Several editors of Caravan, a weekly tabloid with a circulation of about 150,000, said in interviews that they were informed Monday that their printer would no longer produce the newspaper and that their landlords were evicting them from their offices.

In the meantime, a new company run by Zhanay Omarov, former press secretary for Nazarbayev, has moved into empty office space above Caravan's newsroom in Almaty, the editors said. The company has hired away most of Caravan's 800 employees and set to work on a paper of its own.

The first issue came out Friday under the masthead "We Choose Caravan, Caravan Chooses Us" and with a front-page design nearly identical to the old newspaper's. The new editors say their actions were legal and stemmed from mismanagement by Caravan's original leaders; other journalists see the move as a violation of property rights and freedom of speech.

"This is barbarism, this is simply shameless thievery in broad daylight," Galina Dyrdina, an editor at Respublika, an opposition newspaper, said by telephone from Kazakhstan. "A newspaper isn't just a business, it's intellectual property."

The original Caravan was part of the Alma Media publishing company, co-owned by Rakhat Aliyev, the ex-husband of Nazarbayev's daughter.

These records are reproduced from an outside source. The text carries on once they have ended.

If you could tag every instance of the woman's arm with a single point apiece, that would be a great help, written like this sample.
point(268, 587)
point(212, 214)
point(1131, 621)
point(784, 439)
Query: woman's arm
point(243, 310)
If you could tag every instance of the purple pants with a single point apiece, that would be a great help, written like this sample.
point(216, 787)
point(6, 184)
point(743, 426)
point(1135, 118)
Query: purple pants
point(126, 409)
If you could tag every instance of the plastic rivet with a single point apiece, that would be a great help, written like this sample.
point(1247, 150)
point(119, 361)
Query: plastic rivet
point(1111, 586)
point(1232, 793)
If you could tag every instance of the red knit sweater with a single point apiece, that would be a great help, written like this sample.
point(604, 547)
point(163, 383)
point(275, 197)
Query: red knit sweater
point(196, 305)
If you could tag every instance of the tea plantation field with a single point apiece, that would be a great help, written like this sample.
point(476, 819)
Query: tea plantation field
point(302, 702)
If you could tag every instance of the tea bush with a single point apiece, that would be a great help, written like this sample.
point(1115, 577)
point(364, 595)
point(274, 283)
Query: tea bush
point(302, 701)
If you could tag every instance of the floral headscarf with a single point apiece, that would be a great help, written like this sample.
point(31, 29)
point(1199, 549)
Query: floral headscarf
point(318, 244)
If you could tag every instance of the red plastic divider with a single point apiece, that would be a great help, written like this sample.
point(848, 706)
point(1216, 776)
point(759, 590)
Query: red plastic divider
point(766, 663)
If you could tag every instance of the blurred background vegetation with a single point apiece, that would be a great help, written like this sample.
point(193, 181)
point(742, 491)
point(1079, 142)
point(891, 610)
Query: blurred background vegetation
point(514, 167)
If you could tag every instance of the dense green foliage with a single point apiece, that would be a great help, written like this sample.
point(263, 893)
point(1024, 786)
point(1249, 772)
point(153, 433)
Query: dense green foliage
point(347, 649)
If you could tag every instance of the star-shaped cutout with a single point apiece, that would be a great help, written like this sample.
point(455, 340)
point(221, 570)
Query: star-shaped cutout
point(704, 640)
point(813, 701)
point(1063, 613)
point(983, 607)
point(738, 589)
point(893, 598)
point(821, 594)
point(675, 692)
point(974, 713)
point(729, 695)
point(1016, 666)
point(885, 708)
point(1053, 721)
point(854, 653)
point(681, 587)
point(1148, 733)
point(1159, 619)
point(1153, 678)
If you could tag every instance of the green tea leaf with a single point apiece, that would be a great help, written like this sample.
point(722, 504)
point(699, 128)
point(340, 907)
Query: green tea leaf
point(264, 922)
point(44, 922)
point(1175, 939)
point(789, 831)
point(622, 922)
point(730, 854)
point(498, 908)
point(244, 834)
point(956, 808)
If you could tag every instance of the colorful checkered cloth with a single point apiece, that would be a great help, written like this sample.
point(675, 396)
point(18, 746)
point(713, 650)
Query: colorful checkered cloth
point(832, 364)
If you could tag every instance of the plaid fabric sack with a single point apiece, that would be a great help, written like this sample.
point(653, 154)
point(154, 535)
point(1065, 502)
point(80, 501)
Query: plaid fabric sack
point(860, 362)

During the marriage he built vast wealth in business, aided, many in Kazakhstan believed, by his connection to the presidential family. After Aliyev had an apparent falling-out with the president, Kazakh prosecutors charged him in May with involvement in kidnapping and organized crime, while he was on a diplomatic posting in Austria. Aliyev denies the charges. He was served with divorce papers in June.

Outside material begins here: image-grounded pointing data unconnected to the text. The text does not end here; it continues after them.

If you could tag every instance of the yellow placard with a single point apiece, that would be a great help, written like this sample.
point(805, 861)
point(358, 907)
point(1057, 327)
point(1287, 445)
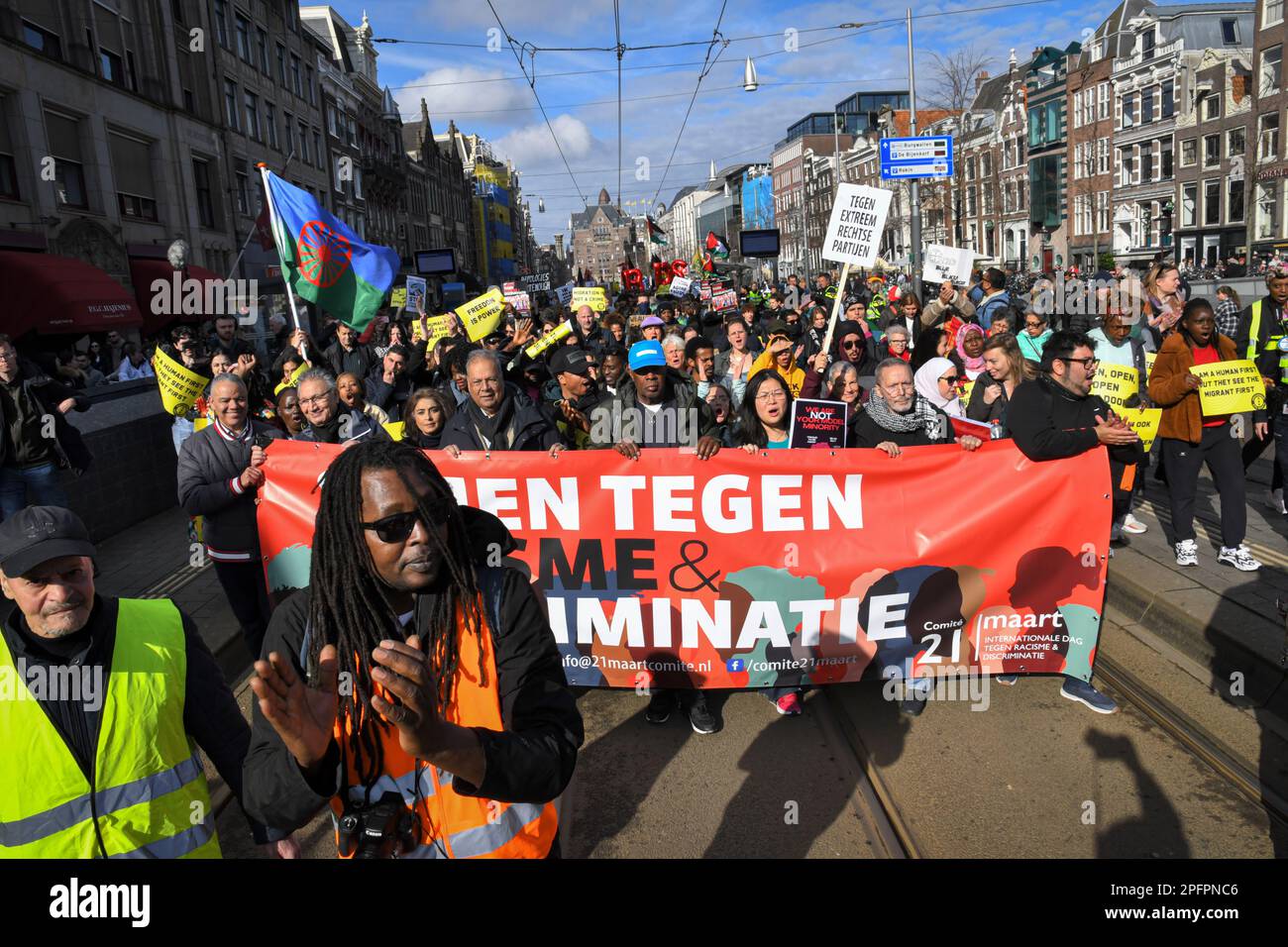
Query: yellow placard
point(179, 385)
point(1231, 386)
point(593, 296)
point(438, 326)
point(1144, 421)
point(562, 331)
point(1116, 384)
point(481, 316)
point(292, 380)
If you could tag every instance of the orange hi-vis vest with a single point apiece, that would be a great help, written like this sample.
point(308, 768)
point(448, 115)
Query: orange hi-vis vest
point(454, 825)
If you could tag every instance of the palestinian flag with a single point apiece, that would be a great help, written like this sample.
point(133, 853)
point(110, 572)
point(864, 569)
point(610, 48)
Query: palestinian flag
point(325, 262)
point(656, 235)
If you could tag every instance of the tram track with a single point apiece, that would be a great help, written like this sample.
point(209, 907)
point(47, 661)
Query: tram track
point(1193, 736)
point(885, 822)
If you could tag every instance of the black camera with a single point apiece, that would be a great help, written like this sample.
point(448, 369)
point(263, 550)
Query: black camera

On Wednesday, Austria refused to extradite Aliyev to Kazakhstan, saying he would not get a fair trial. The move was a rebuke to a government that has tried to depict itself as a Westward-looking democracy.

In May, Aliyev published a letter in Caravan claiming he was being persecuted by the Interior Ministry. Shortly after, a court agreed to shut down Caravan and a television channel also run by Aliyev. Caravan's editors said they struck a deal in which they promised to give up day-to-day editorial control, and to stop mentioning the case. In exchange, publication could continue.

That effectively gave the government de facto control over Caravan, according to its editor, Alexander Shukhov, who has run the paper from Vienna for the past six years. In the meantime, Caravan's old editors say, the authorities hatched a plan to establish legal control. "Rather than storming the castle, they decided to build a new one," Shukhov said in an e-mail.

In a telephone interview from Kazakhstan, one of Shukhov's deputies, Georgy Kovalev, described walking into what had been empty sixth-floor office space Monday evening and discovering many of his employees furtively working on a newspaper that, he said, is a shameless duplicate of the old Caravan.

"You know, journalists are used to sharing secrets and such, and I was always well-informed about what the staff was up to," Kovalev said. "And honestly, when I finally found out about what was happening, I simply didn't know what to think."

Kovalev and another former deputy editor, Alexandra Kan, e-mailed photos of the new and old versions of Caravan to The Washington Post. On both, the word "Caravan" is in large type on the nameplate, with a yellow background and a red border.